Doom9's Forum - View Single Post

Prettz · 28th May 2010, 02:06

Quote:

Originally Posted by TheFluff

OCR only works decently if the letters look similar each time they appear and if edges are easily detectable. Your video sounds like it doesn't fulfill either of those requirements so no OCR engine will be able to make much sense of it. It's probably faster to just copy the subs by hand.

You're right about my video being total crap. But I'm determined to use the OCR; for one thing, I've got to get the timings. There's no way I'm going to do the entire subtitling process by hand (and for the first time ever), hell no. So I at least needed to try to get it so SubRip could recognize when there are subs and when there aren't, otherwise it interrupts every few frames and asks me to enter the entire subtitle (when there isn't one on screen).

After tons of trial and error I've finally come up with an Avisynth script that gets SubRip to behave acceptably. Although there's probably more I could do, I don't have much experience using filters to dramatically change the picture. After playing around with other options I came back to MSmooth because it does the effect I need best. There was also no way to get any kind of acceptable results without feeding SubRip a greatly upscaled video res.

Code:

LoadPlugin("C:\Program Files (x86)\Avisynth 2.5\plugins\RemoveGrainSSE3.dll")
LoadPlugin("C:\Program Files (x86)\Avisynth 2.5\plugins\FluxSmooth.dll")
LoadPlugin("C:\Program Files (x86)\Avisynth 2.5\plugins\MSmooth.dll")
LoadPlugin("C:\Program Files (x86)\Avisynth 2.5\plugins\WarpSharpYV12.dll")

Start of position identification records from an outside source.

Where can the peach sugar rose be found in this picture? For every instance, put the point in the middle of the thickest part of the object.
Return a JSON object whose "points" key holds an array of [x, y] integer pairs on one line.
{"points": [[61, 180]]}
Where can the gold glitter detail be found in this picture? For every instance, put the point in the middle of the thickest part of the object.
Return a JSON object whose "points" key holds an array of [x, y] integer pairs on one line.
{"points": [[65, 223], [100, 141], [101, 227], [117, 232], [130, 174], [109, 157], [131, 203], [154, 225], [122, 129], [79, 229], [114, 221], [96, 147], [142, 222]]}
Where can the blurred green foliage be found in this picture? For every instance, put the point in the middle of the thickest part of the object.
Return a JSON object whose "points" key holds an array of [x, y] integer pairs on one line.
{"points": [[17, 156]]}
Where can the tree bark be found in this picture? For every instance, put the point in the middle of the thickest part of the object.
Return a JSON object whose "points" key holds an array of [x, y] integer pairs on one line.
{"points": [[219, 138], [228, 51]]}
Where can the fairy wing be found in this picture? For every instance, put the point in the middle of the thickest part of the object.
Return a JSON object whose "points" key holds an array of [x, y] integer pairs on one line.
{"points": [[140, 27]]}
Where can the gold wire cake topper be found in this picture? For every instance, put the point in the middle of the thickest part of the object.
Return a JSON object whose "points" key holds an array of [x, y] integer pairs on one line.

AviSource("E:\Video2\Anime\Kiki's Delivery Service (sub).avi")   #560x320

Crop(32,252,-32,0,align=true)   #496x68

FluxSmoothST(4,4)
RemoveGrain(mode=1)

BicubicResize(1736,238,b=1/3,c=1/3)
RemoveGrain(mode=1)
MSmooth(threshold=20,strength=5,chroma=true,highq=true)
RemoveGrain(mode=1)
WarpSharp(depth=90,blur=4)
FluxSmoothST(6,6)
RemoveGrain(mode=1)

ConvertToRGB32()
LanczosResize(992,136)
ConvertToRGB24()

My use of FluxSmooth here probably isn't having any helpful effect, but I don't think it's having a detrimental effect on the picture for the later filters, so I keep it there "just in case". Same thing with RemoveGrain. The text still has many different shades of yellow and yellow-green in it (even within the same letter) and there's definitely nothing that can be done about that. So I needed jack the OCR's text color tolerance way, way up.

I'm still not sure whether the filtering task I'm trying to accomplish would be more effective in YV12, with subsampled chroma, or in a 1:1 color space. No way to test that, obviously, so it's just a theoretical question.